Plein Air Acrylic in Rowayton: A First Attempt

Sunday, May 26, 2013

Street in Rowayton, CT

Plein air watercolor has always appealed to me -- it's the minimalism of the kit required, I suppose, and the spontaneity of the medium. However, I've always admired plein air work in other media -- oil, acrylic and pastel alike.

So when I saw that Pacific Northwest-based artist Annie Howell Adams was teaching a daylong workshop titled Fauving up the Landscape here at Rowayton Arts Center, I signed up and persuaded a friend to do the same. Figured it was a good opportunity to try a new medium and learn from an expert.

The week of the workshop, things got very busy at work. I hadn't had time to shop for supplies, so I hastily put together a bag the night before, noting with despair that I was missing some key materials -- to wit, decent canvases and a tube of alizarin crimson.

Since I wanted to meet my friend before the start of class, M. and I left the house early.
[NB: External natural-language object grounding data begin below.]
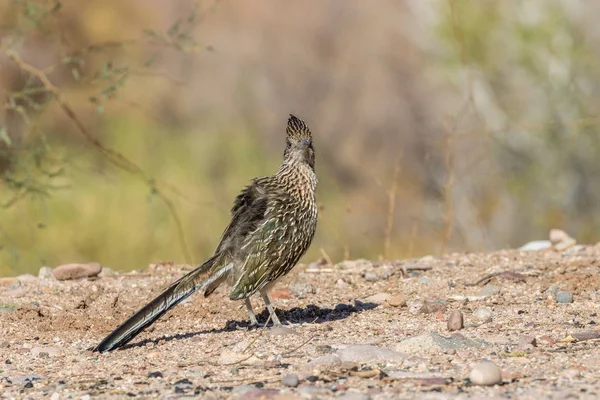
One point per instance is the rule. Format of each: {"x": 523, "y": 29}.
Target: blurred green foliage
{"x": 440, "y": 125}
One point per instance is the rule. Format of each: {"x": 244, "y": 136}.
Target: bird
{"x": 273, "y": 223}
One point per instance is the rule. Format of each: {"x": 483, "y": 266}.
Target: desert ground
{"x": 358, "y": 329}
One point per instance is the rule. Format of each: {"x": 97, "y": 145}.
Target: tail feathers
{"x": 169, "y": 298}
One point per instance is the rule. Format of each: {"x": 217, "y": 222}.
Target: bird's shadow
{"x": 310, "y": 314}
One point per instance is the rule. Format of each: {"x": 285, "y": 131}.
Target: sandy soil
{"x": 203, "y": 347}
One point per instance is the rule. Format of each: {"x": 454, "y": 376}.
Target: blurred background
{"x": 127, "y": 127}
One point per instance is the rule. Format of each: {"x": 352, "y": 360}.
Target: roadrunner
{"x": 273, "y": 222}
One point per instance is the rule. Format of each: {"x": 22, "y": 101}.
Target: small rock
{"x": 364, "y": 353}
{"x": 377, "y": 298}
{"x": 49, "y": 351}
{"x": 106, "y": 272}
{"x": 397, "y": 301}
{"x": 561, "y": 240}
{"x": 536, "y": 245}
{"x": 281, "y": 331}
{"x": 76, "y": 271}
{"x": 280, "y": 294}
{"x": 415, "y": 307}
{"x": 485, "y": 373}
{"x": 371, "y": 277}
{"x": 9, "y": 281}
{"x": 431, "y": 307}
{"x": 527, "y": 342}
{"x": 433, "y": 341}
{"x": 290, "y": 380}
{"x": 341, "y": 284}
{"x": 489, "y": 290}
{"x": 26, "y": 278}
{"x": 46, "y": 273}
{"x": 564, "y": 297}
{"x": 241, "y": 389}
{"x": 425, "y": 280}
{"x": 552, "y": 290}
{"x": 455, "y": 321}
{"x": 354, "y": 396}
{"x": 301, "y": 289}
{"x": 583, "y": 336}
{"x": 483, "y": 314}
{"x": 327, "y": 361}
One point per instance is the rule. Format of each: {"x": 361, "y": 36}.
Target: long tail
{"x": 169, "y": 298}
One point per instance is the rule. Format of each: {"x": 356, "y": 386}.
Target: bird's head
{"x": 299, "y": 147}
On the way we saw a sign for an estate sale, so we decided on a quick detour.

"Looking for anything in particular?" asked the lady at the cashier's desk in the foyer of the estate-sale house.
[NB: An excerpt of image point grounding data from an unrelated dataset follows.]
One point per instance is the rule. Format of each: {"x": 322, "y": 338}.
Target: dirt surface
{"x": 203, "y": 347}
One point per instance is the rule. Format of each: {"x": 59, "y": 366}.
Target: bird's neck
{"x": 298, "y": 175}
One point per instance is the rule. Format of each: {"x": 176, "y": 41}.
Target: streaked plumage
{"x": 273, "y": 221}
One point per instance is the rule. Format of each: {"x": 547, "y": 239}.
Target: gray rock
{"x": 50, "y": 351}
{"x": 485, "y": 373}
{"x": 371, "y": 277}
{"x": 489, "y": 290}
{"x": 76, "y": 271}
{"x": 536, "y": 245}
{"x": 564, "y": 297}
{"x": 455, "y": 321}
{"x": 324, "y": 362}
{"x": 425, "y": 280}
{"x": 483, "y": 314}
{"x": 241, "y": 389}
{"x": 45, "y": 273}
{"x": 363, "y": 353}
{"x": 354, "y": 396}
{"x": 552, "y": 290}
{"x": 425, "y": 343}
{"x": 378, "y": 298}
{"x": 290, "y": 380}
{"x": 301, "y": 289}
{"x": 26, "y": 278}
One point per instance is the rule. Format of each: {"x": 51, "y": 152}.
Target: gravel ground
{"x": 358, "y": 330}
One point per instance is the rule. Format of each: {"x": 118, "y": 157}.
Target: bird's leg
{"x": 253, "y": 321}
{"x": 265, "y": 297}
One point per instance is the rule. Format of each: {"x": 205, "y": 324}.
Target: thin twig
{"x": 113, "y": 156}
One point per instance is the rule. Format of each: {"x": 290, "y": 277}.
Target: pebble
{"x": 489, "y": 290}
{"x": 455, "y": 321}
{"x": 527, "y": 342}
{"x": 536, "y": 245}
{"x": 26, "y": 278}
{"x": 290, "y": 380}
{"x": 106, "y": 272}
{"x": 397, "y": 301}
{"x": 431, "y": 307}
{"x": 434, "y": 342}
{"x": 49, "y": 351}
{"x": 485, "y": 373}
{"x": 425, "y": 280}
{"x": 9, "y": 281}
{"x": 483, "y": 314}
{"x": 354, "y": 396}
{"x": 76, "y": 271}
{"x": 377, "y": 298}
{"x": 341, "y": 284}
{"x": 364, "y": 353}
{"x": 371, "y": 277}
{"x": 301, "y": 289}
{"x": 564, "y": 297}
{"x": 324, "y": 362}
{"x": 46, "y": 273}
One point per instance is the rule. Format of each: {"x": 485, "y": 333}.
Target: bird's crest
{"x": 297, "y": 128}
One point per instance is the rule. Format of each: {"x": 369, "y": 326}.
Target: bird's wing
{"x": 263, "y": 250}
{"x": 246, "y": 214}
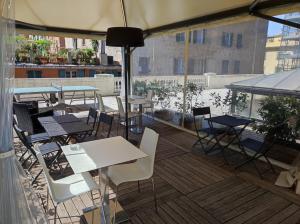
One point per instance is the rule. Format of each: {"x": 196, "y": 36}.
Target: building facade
{"x": 230, "y": 49}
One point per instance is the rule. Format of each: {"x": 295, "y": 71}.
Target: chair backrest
{"x": 105, "y": 119}
{"x": 53, "y": 99}
{"x": 92, "y": 116}
{"x": 201, "y": 111}
{"x": 49, "y": 180}
{"x": 148, "y": 145}
{"x": 23, "y": 115}
{"x": 101, "y": 106}
{"x": 120, "y": 106}
{"x": 37, "y": 127}
{"x": 21, "y": 135}
{"x": 204, "y": 112}
{"x": 149, "y": 95}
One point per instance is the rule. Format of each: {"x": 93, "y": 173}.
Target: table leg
{"x": 95, "y": 99}
{"x": 104, "y": 215}
{"x": 139, "y": 128}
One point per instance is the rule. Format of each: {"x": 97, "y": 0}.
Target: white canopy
{"x": 73, "y": 16}
{"x": 282, "y": 83}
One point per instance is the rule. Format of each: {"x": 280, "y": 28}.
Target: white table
{"x": 100, "y": 154}
{"x": 138, "y": 100}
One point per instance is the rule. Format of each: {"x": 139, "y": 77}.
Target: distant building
{"x": 289, "y": 54}
{"x": 271, "y": 57}
{"x": 230, "y": 49}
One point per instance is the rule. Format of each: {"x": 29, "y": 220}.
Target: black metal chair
{"x": 51, "y": 151}
{"x": 205, "y": 133}
{"x": 92, "y": 117}
{"x": 104, "y": 120}
{"x": 107, "y": 120}
{"x": 27, "y": 121}
{"x": 259, "y": 149}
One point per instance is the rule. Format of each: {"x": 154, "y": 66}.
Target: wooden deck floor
{"x": 193, "y": 188}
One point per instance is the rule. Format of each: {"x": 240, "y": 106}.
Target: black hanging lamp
{"x": 126, "y": 37}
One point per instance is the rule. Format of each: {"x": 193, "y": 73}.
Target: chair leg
{"x": 270, "y": 164}
{"x": 116, "y": 204}
{"x": 139, "y": 187}
{"x": 35, "y": 178}
{"x": 154, "y": 194}
{"x": 32, "y": 164}
{"x": 47, "y": 200}
{"x": 55, "y": 213}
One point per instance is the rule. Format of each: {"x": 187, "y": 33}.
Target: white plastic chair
{"x": 142, "y": 169}
{"x": 131, "y": 115}
{"x": 102, "y": 108}
{"x": 66, "y": 188}
{"x": 150, "y": 103}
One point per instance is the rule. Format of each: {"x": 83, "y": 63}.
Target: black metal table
{"x": 231, "y": 124}
{"x": 64, "y": 125}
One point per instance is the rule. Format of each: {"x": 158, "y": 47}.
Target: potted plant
{"x": 283, "y": 111}
{"x": 163, "y": 94}
{"x": 192, "y": 99}
{"x": 42, "y": 50}
{"x": 62, "y": 56}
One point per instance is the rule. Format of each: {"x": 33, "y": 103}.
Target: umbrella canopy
{"x": 282, "y": 83}
{"x": 96, "y": 16}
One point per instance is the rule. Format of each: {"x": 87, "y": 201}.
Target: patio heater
{"x": 126, "y": 37}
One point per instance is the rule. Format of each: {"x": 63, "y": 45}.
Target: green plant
{"x": 192, "y": 98}
{"x": 63, "y": 53}
{"x": 140, "y": 88}
{"x": 238, "y": 100}
{"x": 279, "y": 110}
{"x": 88, "y": 54}
{"x": 42, "y": 47}
{"x": 95, "y": 46}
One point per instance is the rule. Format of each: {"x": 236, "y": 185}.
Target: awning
{"x": 93, "y": 17}
{"x": 285, "y": 83}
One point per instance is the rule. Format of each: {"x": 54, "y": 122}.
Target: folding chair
{"x": 104, "y": 120}
{"x": 259, "y": 149}
{"x": 45, "y": 149}
{"x": 205, "y": 133}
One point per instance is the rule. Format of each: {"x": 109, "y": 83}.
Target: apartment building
{"x": 231, "y": 49}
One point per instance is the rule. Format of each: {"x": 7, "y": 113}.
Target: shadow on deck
{"x": 192, "y": 188}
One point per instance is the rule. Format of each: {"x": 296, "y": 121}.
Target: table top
{"x": 230, "y": 121}
{"x": 67, "y": 118}
{"x": 52, "y": 89}
{"x": 101, "y": 153}
{"x": 63, "y": 125}
{"x": 133, "y": 99}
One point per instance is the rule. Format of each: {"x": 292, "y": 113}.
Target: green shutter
{"x": 62, "y": 73}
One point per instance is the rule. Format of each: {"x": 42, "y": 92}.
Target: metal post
{"x": 186, "y": 64}
{"x": 126, "y": 76}
{"x": 251, "y": 102}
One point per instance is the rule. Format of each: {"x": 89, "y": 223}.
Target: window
{"x": 198, "y": 36}
{"x": 34, "y": 74}
{"x": 178, "y": 67}
{"x": 69, "y": 74}
{"x": 75, "y": 43}
{"x": 236, "y": 69}
{"x": 144, "y": 65}
{"x": 191, "y": 66}
{"x": 202, "y": 66}
{"x": 239, "y": 41}
{"x": 225, "y": 65}
{"x": 180, "y": 37}
{"x": 227, "y": 39}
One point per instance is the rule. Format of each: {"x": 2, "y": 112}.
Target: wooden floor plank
{"x": 191, "y": 188}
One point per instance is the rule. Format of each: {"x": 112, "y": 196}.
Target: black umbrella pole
{"x": 126, "y": 90}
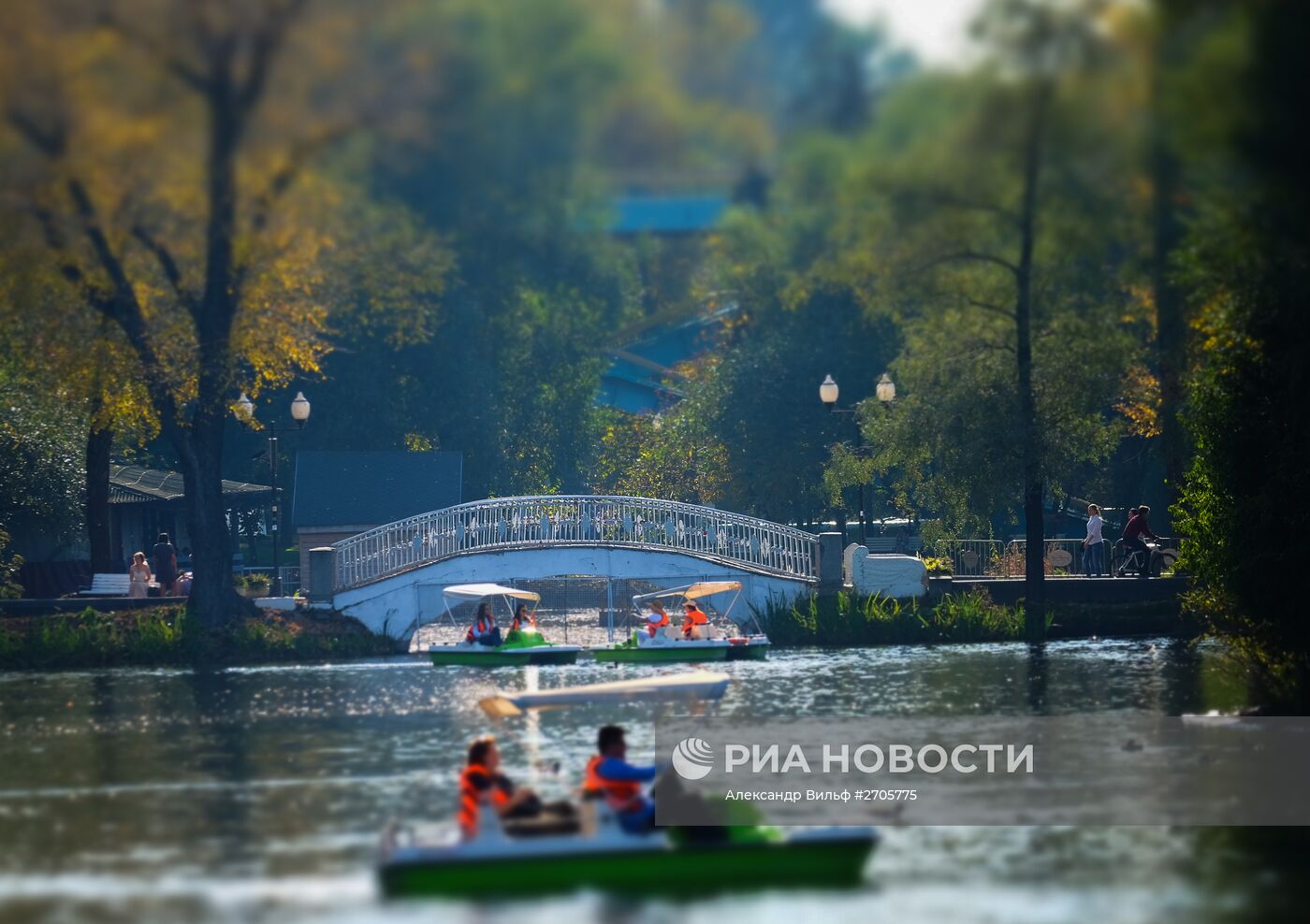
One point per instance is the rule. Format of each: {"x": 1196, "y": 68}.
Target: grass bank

"Nah, just stopping by on the way to a painting class at Rowayton Arts Center down the road," I said.

The woman brightened. "Oh, you should definitely check out the art supplies downstairs -- my aunt used to take classes there, too!"
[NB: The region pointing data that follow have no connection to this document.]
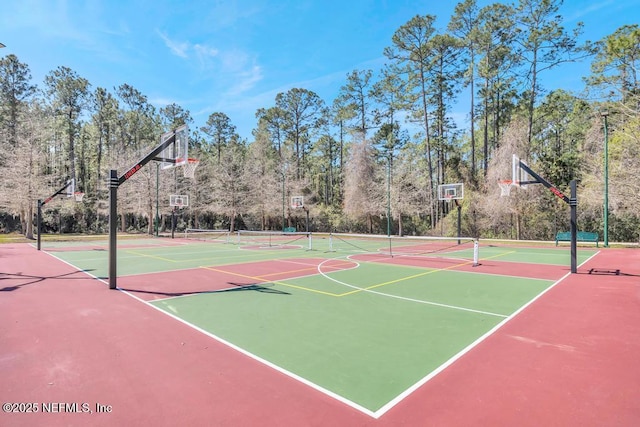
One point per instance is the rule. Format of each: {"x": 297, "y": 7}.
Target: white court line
{"x": 374, "y": 414}
{"x": 437, "y": 304}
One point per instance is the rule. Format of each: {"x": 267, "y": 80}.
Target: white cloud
{"x": 177, "y": 48}
{"x": 247, "y": 80}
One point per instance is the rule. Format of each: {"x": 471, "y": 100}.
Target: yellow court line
{"x": 129, "y": 251}
{"x": 414, "y": 276}
{"x": 499, "y": 255}
{"x": 272, "y": 281}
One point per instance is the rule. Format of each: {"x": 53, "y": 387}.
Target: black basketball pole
{"x": 573, "y": 203}
{"x": 39, "y": 221}
{"x": 113, "y": 227}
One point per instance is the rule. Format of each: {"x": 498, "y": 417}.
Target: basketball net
{"x": 189, "y": 168}
{"x": 505, "y": 187}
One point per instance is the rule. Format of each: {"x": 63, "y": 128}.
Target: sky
{"x": 235, "y": 56}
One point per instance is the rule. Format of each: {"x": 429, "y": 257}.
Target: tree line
{"x": 380, "y": 148}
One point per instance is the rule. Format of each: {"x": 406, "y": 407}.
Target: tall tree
{"x": 15, "y": 91}
{"x": 615, "y": 69}
{"x": 464, "y": 26}
{"x": 363, "y": 192}
{"x": 105, "y": 108}
{"x": 69, "y": 95}
{"x": 543, "y": 44}
{"x": 410, "y": 52}
{"x": 355, "y": 96}
{"x": 220, "y": 131}
{"x": 304, "y": 115}
{"x": 272, "y": 121}
{"x": 495, "y": 65}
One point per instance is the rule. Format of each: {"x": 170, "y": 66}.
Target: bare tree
{"x": 363, "y": 192}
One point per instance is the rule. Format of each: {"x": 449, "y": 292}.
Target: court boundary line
{"x": 470, "y": 347}
{"x": 258, "y": 359}
{"x": 389, "y": 405}
{"x": 369, "y": 290}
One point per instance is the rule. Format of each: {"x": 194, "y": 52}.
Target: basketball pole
{"x": 571, "y": 201}
{"x": 114, "y": 183}
{"x": 113, "y": 227}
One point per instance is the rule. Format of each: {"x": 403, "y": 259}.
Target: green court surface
{"x": 365, "y": 334}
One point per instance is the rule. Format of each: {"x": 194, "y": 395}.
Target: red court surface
{"x": 67, "y": 342}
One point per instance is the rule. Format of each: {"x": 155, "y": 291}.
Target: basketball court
{"x": 212, "y": 327}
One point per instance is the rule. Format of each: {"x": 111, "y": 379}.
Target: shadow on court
{"x": 31, "y": 279}
{"x": 266, "y": 288}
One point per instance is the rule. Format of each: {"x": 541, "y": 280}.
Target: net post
{"x": 476, "y": 250}
{"x": 113, "y": 227}
{"x": 39, "y": 222}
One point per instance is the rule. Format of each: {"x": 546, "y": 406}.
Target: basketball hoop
{"x": 505, "y": 187}
{"x": 297, "y": 202}
{"x": 189, "y": 168}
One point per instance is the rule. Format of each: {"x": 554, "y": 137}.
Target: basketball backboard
{"x": 179, "y": 200}
{"x": 519, "y": 176}
{"x": 297, "y": 202}
{"x": 451, "y": 191}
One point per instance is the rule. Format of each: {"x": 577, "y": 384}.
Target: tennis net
{"x": 222, "y": 236}
{"x": 274, "y": 239}
{"x": 406, "y": 246}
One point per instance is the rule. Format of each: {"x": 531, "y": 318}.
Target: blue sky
{"x": 235, "y": 56}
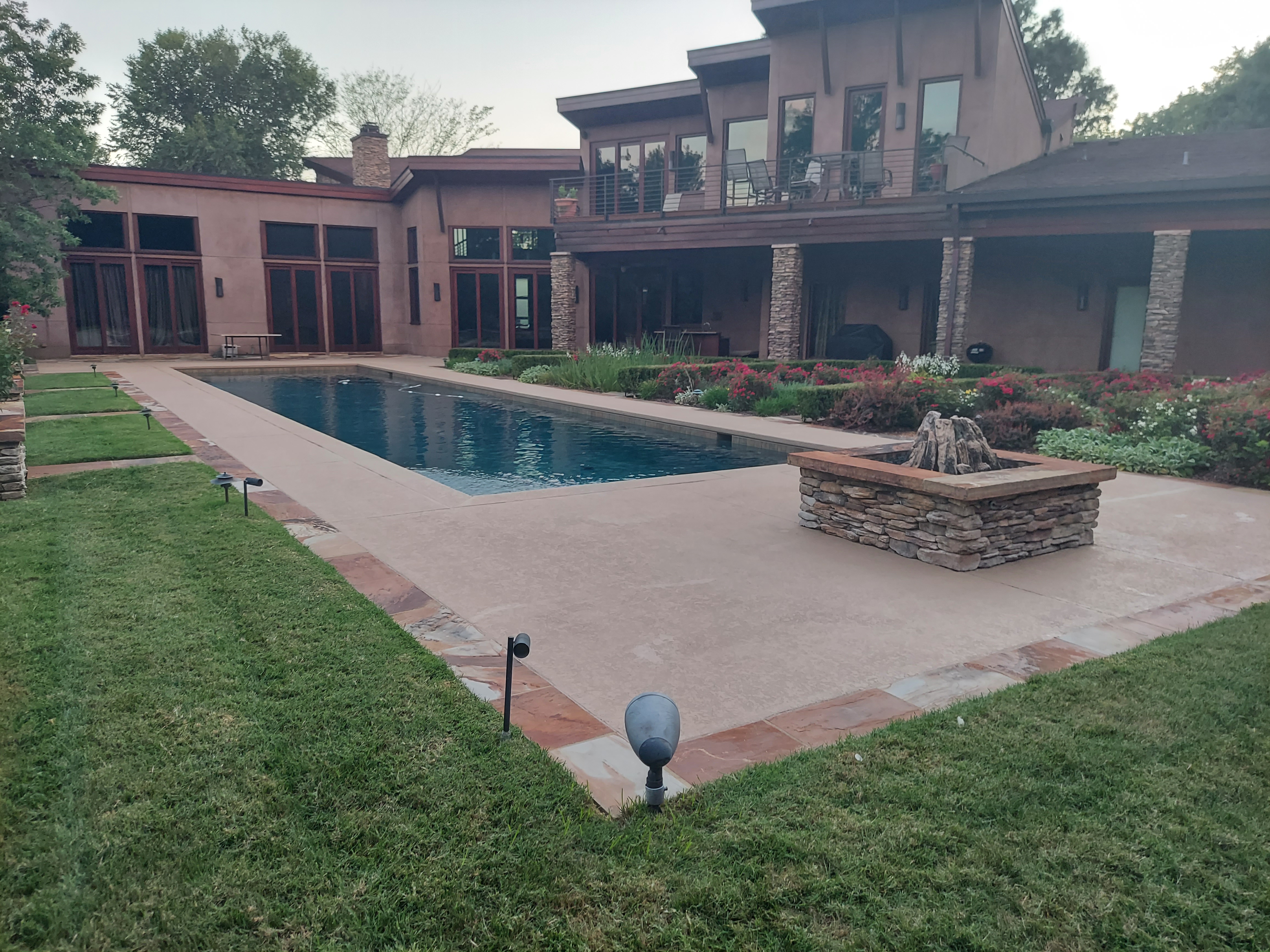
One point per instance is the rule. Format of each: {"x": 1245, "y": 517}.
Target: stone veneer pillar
{"x": 564, "y": 308}
{"x": 1165, "y": 300}
{"x": 371, "y": 158}
{"x": 959, "y": 309}
{"x": 785, "y": 315}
She wasn't kidding. Her late aunt had certainly taken her hobby seriously. In 10 minutes I amassed a boxload of prime art supplies - including, by coincidence, the very items I needed for the class. New canvases? Hog-bristle brushes in various sizes? Check! Alizarin crimson acrylic paint? Check! What were the odds? Armed with my finds, I headed off to the workshop feeling very lucky indeed.

Annie, the instructor, was lovely -- so down-to-earth and such a fount of information. She shared her palette layout and did a demo outdoors showing how to mix colors. She often sketches on her canvas with black gesso before glazing with medium and adding layers of oil on top. Here's an illustration of this technique on her blog.

I love that she's unabashedly passionate about creating art in all kinds of media; so many artists these days confine themselves to a certain type of work and even limit their range of subject matter, all to keep galleries happy and establish a signature style. Yawn.

So - how did I make out? I found that my watercolor setup worked just as well for acrylic: I filled an AquaTote collapsible fabric water bucket and set it on my folding stool. On the portable easel was the butcher tray, which held paper towels, a few paint tubes and a rectangle of palette paper secured with mini spring clamps.

The sun and breeze that day meant that paint dried very fast. Next time I'll bring a spray mister to keep my paint wet. I mostly used a limited palette of a warm and a cool version of each primary, plus white, with no browns or black.

I'm pretty happy with how it turned out, especially as I'd never painted outdoors with acrylics before. And I'd like to think that the beloved aunt, whose materials I used for the painting, would have been happy to see her paints, canvases and brushes live on.